To implement our proposed LIvE framework, we built the LIvE platform in a five-layer architecture, which includes: application layer, shared module layer, core service layer, middleware layer, and storage layer respectively. The modules in each layer decomposes the requests from upper layer and aggregates the responses from lower layer to complete specific tasks. In the application layer, there are 6 applications to provide the graphical user interface (GUI) to different users. Each application is designed for a specific task, such as monitoring the latest updates in studies (the watcher), screening studies for inclusion or exclusion and extracting data on or further analysis using web-assisted rule-based annotations implement through interactive graphical user interface (the scanner and the extractor), conducting the meta-analysis (pairwise or network meta-analysis) on selected studies (the analyzer).

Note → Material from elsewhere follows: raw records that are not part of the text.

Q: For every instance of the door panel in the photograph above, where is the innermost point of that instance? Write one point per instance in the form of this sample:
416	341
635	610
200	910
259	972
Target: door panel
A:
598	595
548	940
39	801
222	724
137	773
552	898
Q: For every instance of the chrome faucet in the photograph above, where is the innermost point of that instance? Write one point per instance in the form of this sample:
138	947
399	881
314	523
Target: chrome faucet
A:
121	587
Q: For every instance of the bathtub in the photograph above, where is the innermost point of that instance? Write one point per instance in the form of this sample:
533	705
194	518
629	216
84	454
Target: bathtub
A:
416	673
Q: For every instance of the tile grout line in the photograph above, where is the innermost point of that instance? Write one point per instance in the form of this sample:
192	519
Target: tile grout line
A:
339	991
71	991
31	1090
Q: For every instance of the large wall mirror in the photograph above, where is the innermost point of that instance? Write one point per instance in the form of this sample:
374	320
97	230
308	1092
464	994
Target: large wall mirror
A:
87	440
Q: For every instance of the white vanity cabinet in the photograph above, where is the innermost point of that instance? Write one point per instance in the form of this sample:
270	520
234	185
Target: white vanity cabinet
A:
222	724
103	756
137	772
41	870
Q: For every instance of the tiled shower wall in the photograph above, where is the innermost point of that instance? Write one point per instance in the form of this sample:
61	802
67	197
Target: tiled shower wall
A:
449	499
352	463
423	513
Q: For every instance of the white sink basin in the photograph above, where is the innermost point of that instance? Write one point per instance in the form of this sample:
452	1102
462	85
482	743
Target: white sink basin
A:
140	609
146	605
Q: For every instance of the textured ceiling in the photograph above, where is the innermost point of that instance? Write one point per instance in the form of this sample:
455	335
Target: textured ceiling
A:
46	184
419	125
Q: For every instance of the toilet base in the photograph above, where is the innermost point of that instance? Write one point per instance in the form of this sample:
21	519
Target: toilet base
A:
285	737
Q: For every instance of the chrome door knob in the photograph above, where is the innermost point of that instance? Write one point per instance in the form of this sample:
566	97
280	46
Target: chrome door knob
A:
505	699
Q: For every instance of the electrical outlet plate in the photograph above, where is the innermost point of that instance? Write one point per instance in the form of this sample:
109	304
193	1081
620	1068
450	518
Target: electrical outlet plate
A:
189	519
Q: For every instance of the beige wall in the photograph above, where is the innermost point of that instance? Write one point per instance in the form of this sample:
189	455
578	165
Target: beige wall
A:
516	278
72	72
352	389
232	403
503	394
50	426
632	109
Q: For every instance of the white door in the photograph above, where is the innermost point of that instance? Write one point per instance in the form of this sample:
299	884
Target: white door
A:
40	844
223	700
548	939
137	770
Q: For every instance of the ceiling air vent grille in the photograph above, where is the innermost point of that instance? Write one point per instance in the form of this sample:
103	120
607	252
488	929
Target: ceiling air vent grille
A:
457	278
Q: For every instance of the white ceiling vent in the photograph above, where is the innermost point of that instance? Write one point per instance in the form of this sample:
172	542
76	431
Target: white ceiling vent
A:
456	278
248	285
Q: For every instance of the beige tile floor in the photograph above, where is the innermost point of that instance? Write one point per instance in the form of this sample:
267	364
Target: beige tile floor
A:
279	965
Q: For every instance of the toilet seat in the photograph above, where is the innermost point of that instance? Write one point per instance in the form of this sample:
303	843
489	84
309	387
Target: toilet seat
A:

To support these functions, applications are built upon customized GUI modules and third-party frontend packages, which are listed in the shared module layer; In the core service layer, the meta-analysis application programming interface (API) receives the user operations from the modules in each application. Those user operations are forwarded to specific service modules, which are used to execute commands or packages in the middleware layer. For example, the outcome analysis service in the project management converts the requests from the modules in data analyzer to R script by Python network packages, then this service gets the results of the R script and sends the results back to users; In the storage layer, all the data used in the system, including the structured meta data of projects and studies, semi-structured user annotation data, and free-text data of study PDF files, are formatted as defined in our meta-analysis data standard and saved in different place according to its characteristics.